Will Cypriot parliamentary parties soften their stance against taxing bank deposits? Could a minority government (with the support of just 20 MPs out of 56) manoeuvre skilfully enough to reach a wider accord over an alternative, viable plan? We will probably not know the answers within this week. Russian authorities may lend in special terms to the Cypriot government, or the Cypriot state pension fund may end up hit by the Treasury using guarantees of future profits from gas sales–one of the most important exports of the island. Also, Brussels could relax its conditions if signs of contagion to Italy and Spain arise to the surface. There are rumours aplenty.
What is clear, though, is that by 2017 the two largest Cypriot banks–Bank of Cyprus and Cyprus Popular–face debt repayments of €11 billion or 86 percent of the whole economy’s output.

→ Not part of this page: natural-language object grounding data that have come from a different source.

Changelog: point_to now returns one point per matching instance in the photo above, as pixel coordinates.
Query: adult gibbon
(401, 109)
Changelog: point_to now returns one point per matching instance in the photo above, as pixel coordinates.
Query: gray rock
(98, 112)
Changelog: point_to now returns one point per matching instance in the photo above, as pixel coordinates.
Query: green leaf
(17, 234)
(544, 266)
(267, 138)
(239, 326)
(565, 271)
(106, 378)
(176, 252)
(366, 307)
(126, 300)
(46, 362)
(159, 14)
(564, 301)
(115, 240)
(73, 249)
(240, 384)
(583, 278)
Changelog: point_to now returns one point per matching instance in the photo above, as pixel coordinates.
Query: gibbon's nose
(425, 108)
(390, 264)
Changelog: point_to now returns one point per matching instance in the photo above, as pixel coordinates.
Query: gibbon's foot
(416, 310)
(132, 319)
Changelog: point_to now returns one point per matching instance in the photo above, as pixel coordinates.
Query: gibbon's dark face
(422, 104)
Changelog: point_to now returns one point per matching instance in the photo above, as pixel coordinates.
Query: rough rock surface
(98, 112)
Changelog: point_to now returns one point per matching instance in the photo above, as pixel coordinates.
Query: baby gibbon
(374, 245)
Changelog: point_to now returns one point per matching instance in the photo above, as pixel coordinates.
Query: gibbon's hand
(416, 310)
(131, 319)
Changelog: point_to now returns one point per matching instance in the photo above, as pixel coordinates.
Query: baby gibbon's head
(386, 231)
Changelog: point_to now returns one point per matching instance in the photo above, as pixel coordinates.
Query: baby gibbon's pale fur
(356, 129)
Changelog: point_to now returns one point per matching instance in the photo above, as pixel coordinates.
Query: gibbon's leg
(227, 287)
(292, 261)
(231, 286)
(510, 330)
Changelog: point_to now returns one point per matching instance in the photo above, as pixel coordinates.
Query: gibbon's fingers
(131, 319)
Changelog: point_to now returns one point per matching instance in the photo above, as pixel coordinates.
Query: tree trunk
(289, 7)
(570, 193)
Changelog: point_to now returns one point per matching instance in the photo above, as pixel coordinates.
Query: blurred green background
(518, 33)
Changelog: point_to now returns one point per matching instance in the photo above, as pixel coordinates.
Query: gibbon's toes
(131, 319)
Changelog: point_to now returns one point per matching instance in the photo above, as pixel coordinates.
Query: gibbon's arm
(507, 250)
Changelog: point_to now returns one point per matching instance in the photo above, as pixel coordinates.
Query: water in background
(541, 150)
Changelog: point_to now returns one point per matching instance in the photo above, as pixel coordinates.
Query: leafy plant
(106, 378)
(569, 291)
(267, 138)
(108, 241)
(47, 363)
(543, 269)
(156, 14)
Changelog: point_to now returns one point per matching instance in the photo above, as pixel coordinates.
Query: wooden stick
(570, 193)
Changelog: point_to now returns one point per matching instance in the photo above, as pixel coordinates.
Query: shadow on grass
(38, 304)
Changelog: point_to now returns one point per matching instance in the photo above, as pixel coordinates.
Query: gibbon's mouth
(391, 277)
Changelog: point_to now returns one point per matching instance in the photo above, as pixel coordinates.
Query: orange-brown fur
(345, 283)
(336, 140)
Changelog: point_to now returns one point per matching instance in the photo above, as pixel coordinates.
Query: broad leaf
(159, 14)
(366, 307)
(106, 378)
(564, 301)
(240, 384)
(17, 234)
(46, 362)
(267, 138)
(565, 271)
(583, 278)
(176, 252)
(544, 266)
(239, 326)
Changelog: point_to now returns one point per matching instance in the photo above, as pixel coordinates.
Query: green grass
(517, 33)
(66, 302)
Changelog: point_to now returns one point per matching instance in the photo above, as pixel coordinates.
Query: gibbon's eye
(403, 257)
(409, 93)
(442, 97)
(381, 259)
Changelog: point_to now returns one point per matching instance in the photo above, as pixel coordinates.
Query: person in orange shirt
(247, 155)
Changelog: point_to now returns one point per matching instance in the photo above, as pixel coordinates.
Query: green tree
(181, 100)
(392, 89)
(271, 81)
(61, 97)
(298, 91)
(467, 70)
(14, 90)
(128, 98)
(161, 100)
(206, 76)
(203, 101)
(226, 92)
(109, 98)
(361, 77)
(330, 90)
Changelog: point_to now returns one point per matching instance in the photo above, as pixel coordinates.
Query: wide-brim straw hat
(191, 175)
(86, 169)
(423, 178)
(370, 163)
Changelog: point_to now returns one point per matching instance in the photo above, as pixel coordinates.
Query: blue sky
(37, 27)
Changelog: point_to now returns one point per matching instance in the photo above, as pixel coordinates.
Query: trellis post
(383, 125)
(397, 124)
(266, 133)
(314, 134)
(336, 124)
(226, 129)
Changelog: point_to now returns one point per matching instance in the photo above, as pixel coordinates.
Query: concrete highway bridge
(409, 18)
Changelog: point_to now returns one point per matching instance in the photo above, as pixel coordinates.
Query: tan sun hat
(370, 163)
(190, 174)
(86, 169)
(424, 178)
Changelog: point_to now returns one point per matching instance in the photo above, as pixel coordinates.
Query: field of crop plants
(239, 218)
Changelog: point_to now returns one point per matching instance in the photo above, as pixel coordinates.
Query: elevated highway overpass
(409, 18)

And we know, too, that public debt per GDP in Cyprus sits at almost 90 percent, while market credit stopped being an option too long ago. In the coming four years, the state will need €8.5 billion in cash to honour maturities and coupons–some €1.4 billion should already be paid in June.
“It is safe to assume that, unless there is an agreement, access to bank deposits will be blocked,” Afi experts said in a report Wednesday, in Madrid. So that’s one more thing we know. What Brussels should be aware of, though, is that “for the third day, the Cyprus crisis has punished Europe’s equity markets and peripheral sovereign bonds,” as Link Análisis in Spain explained. It added: “The possibility that Cyprus leaves the euro area has affected the financial sector, too. This is not a crisis linked to the economies of other euro country members, but it nevertheless causes further loss of investor confidence.” Exactly, something the eurozone careless leaders must still learn to avoid.
Other countries in the European south and beyond should heed the lessons of the bitter experience of Cyprus with its banking and fiscal crisis that brought down its economic edifice, like a house of cards. Avoiding Cyprus’ mistakes can make the difference between a sustainable economic model or a casino-type economy with easy riches alternating with economic collapse.